The widow appealed against the Judge’s decision. Counsel for the widow argued that Cheung’s death was “an accident” because it was an unexpected event (it was not accounted for by his known medical history). Also, since it occurred during his working hours, it arose in the course of his employment. By virtue of the presumption under s.5(4), it should also be deemed, in the absence of evidence to the contrary, to have arisen out of that employment.
The Court of Appeal rejected this argument and stated that the concepts of “injury” and “accident” are distinct. A claimant for compensation must show that there has been an accident that produced the injury. For example, death by disease alone would not qualify for compensation even if the cause is unknown (and thus unexpected). To qualify as an accident, the death would have to have been accelerated by a particular act of exertion in the course of employment. Even if there was an “internal accident”, i.e., psychological change invisible from outside the body, it must still have been brought about by an undesigned untoward event.
The claimant’s appeal to the Court of Final Appeal also failed. The Court of Final Appeal agreed with the Court of Appeal that the accident must be distinct from the injury, with the accident being at least a contributory cause and the injury being the effect. Also, the presumption under s. 5(4) will not arise if the claimant cannot prove that “an accident” has occurred. On the facts, without evidence of the cause of death, the claimant fails to discharge the burden of proving that an accident has occurred and hence the presumption under s. 5(4)(a) does not arise.
Takeaway
- Where there are unusual or suspicious circumstances (e.g., where an employee was found unconscious during working hours, or where an employee suffered a heart attack during working hours), one should consider whether an act or event constitutes “an accident” within the meaning of legislation before considering whether it occurred in the course of his/her employment.

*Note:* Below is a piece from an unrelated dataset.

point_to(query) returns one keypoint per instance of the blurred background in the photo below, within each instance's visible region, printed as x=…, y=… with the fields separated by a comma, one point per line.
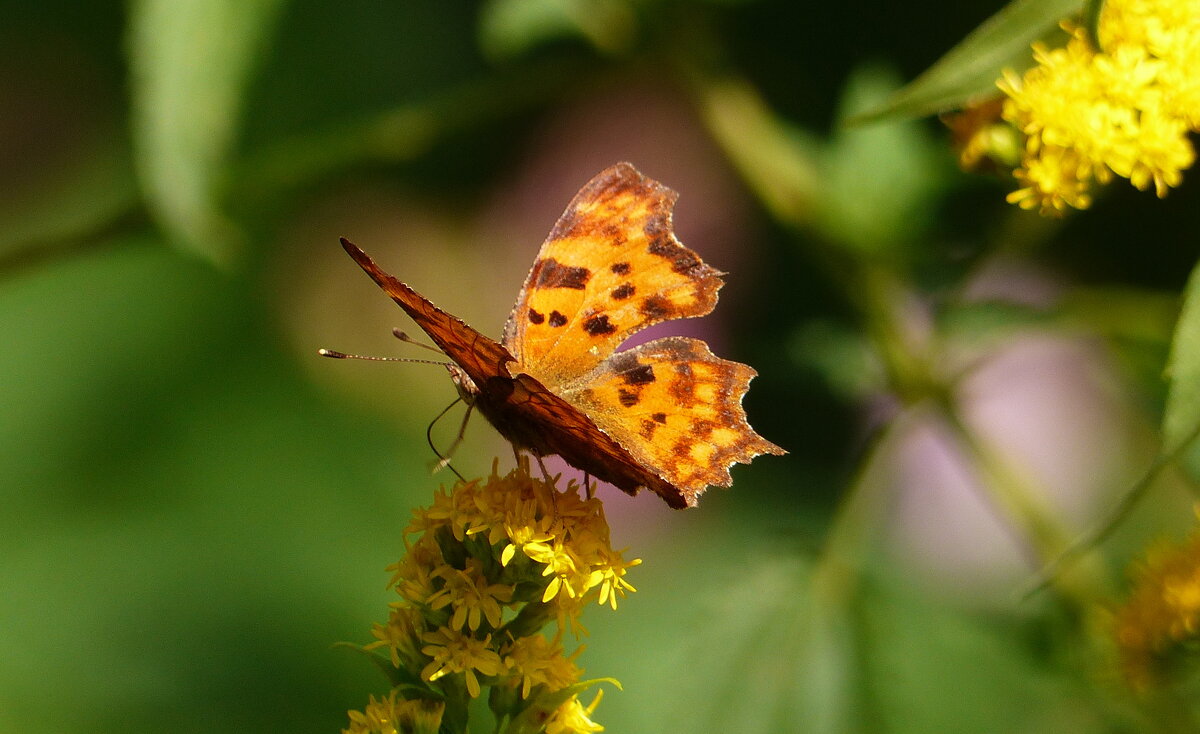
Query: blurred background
x=196, y=506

- The burden of proving “an accident” is on the claimant. The Ordinance does not presume that an injury is caused by an accident. The accident itself has to be proven.
- Collection of circumstantial evidence (e.g., type of work performed by the employee prior to the accident, the employee’s pre-existing conditions, weather conditions, etc.) would be relevant in determining whether “an accident” has occurred.